In fact a number of posters indicated that whilst their first claim was denied the subsequent (fully completed??) claim was paid. So who was responsible for the initial denial?

Maybe Insurance company shareholders should express their concerns about the number of claims paid without sufficient checks.:devil:

Quite often the reasons given for denial are ridiculous.

They'll pay two out of three claims for parts of the same procedure (my husband's latest CT scan is a good example - different fees, different departments) then claim they didn't receive paperwork. Or that the claim numbers are wrong. Or that they need more information about the procedure. Or that we sent the wrong form (we didn't.)

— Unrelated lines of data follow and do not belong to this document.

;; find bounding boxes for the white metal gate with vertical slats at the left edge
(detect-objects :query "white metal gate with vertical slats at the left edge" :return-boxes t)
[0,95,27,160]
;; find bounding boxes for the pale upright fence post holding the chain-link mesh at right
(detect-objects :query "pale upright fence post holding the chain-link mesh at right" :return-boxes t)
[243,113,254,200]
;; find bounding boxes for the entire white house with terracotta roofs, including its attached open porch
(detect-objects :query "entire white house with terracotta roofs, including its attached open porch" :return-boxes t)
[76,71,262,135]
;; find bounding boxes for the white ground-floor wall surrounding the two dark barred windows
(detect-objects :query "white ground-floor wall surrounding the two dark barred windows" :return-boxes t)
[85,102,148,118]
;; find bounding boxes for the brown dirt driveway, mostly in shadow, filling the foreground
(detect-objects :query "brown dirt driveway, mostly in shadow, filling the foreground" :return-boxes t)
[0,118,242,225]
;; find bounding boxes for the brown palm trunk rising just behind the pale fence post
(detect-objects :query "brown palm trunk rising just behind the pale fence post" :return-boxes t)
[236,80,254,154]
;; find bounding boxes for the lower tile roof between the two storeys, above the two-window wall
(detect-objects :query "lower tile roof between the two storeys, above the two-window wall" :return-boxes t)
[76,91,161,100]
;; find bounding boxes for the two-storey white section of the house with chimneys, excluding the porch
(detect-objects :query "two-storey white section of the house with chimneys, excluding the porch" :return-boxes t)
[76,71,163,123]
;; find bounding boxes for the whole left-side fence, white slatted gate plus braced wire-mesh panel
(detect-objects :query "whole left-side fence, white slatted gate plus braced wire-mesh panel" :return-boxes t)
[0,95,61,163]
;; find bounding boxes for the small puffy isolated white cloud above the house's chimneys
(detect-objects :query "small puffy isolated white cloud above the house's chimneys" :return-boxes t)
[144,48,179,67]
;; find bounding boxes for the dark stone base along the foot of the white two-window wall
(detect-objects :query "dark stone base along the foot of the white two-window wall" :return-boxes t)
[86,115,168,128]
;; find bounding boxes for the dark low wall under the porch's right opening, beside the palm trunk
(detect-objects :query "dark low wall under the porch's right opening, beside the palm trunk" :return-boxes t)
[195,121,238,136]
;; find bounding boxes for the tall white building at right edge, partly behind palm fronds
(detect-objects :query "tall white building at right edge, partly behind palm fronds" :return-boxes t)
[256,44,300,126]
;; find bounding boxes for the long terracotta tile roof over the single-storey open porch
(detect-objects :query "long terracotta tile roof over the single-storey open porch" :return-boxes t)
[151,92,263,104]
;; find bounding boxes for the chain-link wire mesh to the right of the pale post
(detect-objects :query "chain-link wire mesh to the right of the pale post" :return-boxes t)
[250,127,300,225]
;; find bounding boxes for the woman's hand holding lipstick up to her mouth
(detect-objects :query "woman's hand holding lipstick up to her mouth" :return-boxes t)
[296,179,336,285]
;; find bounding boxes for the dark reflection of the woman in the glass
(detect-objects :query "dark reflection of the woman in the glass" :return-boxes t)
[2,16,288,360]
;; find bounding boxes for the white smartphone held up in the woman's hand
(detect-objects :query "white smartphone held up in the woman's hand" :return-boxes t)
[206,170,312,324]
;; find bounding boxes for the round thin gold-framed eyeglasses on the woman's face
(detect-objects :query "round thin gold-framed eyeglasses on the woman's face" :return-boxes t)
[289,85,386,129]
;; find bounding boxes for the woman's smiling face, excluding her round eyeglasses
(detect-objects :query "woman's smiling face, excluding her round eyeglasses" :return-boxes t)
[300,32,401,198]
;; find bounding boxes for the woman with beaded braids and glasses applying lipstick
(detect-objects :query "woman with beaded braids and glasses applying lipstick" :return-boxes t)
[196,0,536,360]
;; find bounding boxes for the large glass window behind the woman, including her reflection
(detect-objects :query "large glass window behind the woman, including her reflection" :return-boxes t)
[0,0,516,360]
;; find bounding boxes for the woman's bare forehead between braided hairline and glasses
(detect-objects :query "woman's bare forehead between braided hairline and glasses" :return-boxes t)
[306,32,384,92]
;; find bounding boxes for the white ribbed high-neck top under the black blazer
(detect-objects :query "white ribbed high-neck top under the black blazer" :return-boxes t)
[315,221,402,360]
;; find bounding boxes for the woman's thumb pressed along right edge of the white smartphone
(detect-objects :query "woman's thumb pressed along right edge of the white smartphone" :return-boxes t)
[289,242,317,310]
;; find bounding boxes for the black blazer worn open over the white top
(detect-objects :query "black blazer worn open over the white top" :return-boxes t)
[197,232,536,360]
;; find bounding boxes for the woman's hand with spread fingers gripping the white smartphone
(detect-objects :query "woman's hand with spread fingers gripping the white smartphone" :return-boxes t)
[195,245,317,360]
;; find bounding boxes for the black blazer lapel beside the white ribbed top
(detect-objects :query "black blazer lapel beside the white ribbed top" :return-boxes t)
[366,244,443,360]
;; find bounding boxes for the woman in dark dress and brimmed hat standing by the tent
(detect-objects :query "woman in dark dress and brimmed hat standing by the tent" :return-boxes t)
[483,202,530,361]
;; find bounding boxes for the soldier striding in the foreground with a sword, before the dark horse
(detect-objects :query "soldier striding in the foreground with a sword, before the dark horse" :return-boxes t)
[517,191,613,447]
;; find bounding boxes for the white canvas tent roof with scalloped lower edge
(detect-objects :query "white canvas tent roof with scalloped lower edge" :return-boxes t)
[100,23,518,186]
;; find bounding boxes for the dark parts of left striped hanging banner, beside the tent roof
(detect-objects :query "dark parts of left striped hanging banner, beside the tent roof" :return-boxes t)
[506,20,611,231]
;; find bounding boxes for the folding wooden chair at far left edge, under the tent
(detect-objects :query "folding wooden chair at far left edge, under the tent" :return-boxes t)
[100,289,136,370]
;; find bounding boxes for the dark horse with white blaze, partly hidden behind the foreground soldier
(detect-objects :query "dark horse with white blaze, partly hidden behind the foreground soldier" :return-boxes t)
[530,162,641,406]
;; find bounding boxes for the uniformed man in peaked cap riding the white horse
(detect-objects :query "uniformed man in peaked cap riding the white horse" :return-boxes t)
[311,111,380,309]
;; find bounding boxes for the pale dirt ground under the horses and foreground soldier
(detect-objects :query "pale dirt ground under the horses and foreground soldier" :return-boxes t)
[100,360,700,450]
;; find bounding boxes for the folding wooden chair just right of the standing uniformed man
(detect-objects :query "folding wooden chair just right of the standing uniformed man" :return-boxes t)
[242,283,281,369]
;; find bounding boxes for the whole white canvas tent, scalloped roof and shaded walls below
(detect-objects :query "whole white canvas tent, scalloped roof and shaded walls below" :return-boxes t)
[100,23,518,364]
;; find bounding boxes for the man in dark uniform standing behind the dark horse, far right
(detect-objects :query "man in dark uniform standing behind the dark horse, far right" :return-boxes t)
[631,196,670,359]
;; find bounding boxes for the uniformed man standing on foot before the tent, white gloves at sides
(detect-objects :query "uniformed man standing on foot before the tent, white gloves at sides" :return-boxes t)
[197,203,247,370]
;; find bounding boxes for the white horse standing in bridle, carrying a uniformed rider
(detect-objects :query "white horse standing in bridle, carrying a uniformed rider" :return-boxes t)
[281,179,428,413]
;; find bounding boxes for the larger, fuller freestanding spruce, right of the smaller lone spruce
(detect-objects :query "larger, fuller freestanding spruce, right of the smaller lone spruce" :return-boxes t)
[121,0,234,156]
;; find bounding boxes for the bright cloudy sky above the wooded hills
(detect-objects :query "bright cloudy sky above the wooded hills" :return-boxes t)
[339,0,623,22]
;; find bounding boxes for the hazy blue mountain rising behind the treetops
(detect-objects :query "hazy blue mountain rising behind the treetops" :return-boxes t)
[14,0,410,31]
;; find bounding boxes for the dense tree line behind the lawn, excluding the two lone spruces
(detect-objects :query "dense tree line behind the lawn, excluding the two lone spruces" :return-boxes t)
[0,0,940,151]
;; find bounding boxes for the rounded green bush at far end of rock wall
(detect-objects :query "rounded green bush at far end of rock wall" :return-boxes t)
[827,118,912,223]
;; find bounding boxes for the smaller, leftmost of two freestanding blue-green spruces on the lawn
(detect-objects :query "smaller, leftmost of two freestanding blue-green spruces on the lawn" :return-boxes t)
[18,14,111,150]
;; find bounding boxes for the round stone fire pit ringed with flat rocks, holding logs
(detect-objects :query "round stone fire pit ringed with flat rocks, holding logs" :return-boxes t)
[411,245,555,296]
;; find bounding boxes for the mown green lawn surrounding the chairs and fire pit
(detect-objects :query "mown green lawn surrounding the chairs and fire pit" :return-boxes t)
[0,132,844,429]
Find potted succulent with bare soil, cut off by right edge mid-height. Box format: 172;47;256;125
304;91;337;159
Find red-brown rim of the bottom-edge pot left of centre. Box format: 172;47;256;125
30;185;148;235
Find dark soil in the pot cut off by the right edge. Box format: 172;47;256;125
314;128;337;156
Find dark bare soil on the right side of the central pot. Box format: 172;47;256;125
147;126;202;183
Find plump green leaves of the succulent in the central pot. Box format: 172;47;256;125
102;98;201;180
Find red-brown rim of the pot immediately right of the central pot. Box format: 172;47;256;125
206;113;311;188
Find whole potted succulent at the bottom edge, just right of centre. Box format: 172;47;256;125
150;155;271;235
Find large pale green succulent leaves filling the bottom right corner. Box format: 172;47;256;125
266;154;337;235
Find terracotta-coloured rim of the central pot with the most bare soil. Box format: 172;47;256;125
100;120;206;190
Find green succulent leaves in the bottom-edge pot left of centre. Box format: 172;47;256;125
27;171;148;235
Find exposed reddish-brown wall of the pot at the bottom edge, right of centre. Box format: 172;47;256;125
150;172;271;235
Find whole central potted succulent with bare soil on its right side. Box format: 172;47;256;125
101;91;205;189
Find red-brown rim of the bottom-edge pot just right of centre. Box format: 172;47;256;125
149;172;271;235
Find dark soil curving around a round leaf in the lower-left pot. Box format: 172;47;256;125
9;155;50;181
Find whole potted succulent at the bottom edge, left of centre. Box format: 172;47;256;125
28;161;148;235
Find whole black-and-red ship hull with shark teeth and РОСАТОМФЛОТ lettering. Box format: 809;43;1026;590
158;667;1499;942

At times, they'll do anything possible to delay payment, it seems. Quite frustrating.
 
I would wonder about the percentage of claims that are approved after the initial denial. As said above, misfiled paperwork and general human error are to be blamed for quite a bit of denied coverage. I don't know about Medicaid, but I've been turned down by my private insurance company on every single claim I've ever made until I personally followed up and got them to pay it. My former companies strategy is to deny every claim the first time and just see who takes the bill on as their own. Probably works more often than not. Fucking scumbags.
 
I would wonder about the percentage of claims that are approved after the initial denial. As said above, misfiled paperwork and general human error are to be blamed for quite a bit of denied coverage. I don't know about Medicaid, but I've been turned down by my private insurance company on every single claim I've ever made until I personally followed up and got them to pay it. My former companies strategy is to deny every claim the first time and just see who takes the bill on as their own. Probably works more often than not. Fucking scumbags.

It can get bizarre at times. Here's an example.

I had a teenage client. Mom tossed him out and he was in fostercare. He had insurance with mom AND Medicaid. But neither of them would pay, because of the dual enrollment. So my hospital turned the bill over to an Indian collection agency. Well! Who do you suppose the Indians harassed? Mom? No. The state? No. Me? Yes.

I could not make the rude, shrieking assholes understand that I worked for the hospital they were trying to collect for. They finally stopped calling me after our lawyer called them.
 
Insurance companies also reject tons of fraudulent claims. People access your hospital records and bill for services they never performed. It used to be a big problem. The hospital clerk makes a few bucks from the scammer if you or the insurance company pay.